The state-of-the-art AI models, such as ResNet, DenseNet, EfficientNet, MobileNet, and ShuffleNet, are typically trained using 32-bit floating-point numbers to represent their weights. These floating-point numbers offer high precision and allow for accurate computations during training. However, they can be memory-intensive and computationally expensive when deployed on devices with limited resources. Post-training weight quantization is a technique used to reduce the memory footprint and computational requirements of deep learning models after they have been trained. The process involves representing the trained weight parameters with a lower precision format than the original floating-point representation [27,28]. By doing so, the model can be more efficiently deployed on resource-constrained devices, such as edge devices, and micro-controller systems, without sacrificing much in terms of performance. In this work, I used 8-bit integer weights to replace 32-bit floating-point weights. Specifically, I used the module of tf.lite.conversion [29] to convert trained TensorFlow models into TensorFlow Lite models. TensorFlow Lite is a framework specifically designed for deploying machine learning models on resource-constrained devices. One of the key features of TensorFlow Lite is support for quantization, which allows models to be converted into a lower precision format to reduce the memory size and improve the inference speed on these devices. It is worth noting that weight quantization may lead to a slight drop in the classification accuracy due to the loss of information caused by the reduced weight precision. The time required for post-training weight quantization is mainly based on two factors: model complexity and the quantization method. More complex models with a higher number of parameters usually take longer to quantize due to the increased computational demands. Different quantization techniques (e.g., uniform quantization, dynamic quantization) have varying computational requirements. Some quantization methods may involve more complex calculations, leading to longer quantization times. In this paper, since I performed 8-bit uniform quantization and the selected AI models do not possess a huge number of parameters, the time required for post-training weight quantization was very short, typically lasting no more than 1 min.

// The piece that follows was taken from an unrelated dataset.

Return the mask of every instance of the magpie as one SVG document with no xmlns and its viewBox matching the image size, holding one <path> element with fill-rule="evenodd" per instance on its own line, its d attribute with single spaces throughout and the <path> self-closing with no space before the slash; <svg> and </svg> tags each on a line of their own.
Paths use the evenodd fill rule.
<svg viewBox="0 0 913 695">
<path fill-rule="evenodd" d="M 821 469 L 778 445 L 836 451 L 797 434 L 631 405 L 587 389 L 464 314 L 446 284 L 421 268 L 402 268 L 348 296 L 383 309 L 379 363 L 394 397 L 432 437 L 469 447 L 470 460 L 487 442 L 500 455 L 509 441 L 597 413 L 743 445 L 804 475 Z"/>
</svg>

5. Experimental Results and Discussion

5.1. Experimental Setup

In this study, the AI models of interest were programmed and coded using Python, Keras [30], and the TensorFlow platform [31]. To obtain statistical results, AI models were trained multiple times, each with distinct random parameter initialization. To expedite both the training and evaluation phases, I performed experiments on a CUDA-supported GPU machine equipped with TITAN XP cores, supported by NVIDIA’s Compute Unified Device Architecture (CUDA) technology [32]. All AI models were trained using the Adam optimizer [33], since Adam has fewer hyper-parameters to tune compared to other optimizers, making it easier to set up and less sensitive to hyper-parameter choices. Yet, due to the adaptive learning rate mechanism of the Adam optimizer, the Adam optimizer sometimes causes the learning rates to fluctuate more during training. To mitigate this effect, weight decay was incorporated into the Adam optimizer by adding a regularization term to the loss function. This regularization term encourages the Adam optimizer to favor smaller weights, helping prevent over-fitting and improving generalization. The training process spanned 150 epochs, a value determined empirically to achieve satisfactory convergence. To account for computational resource constraints, I adopted a uniform mini-batch size of 32 for all AI models during training. The steps per epoch determines how many times trainable parameters are updated during one epoch of training, and this parameter is determined by the size of the training dataset and the batch size used during training. For example, if I had 15,855 training samples and was using a batch size of 32, the steps per epoch would be rounded to 495.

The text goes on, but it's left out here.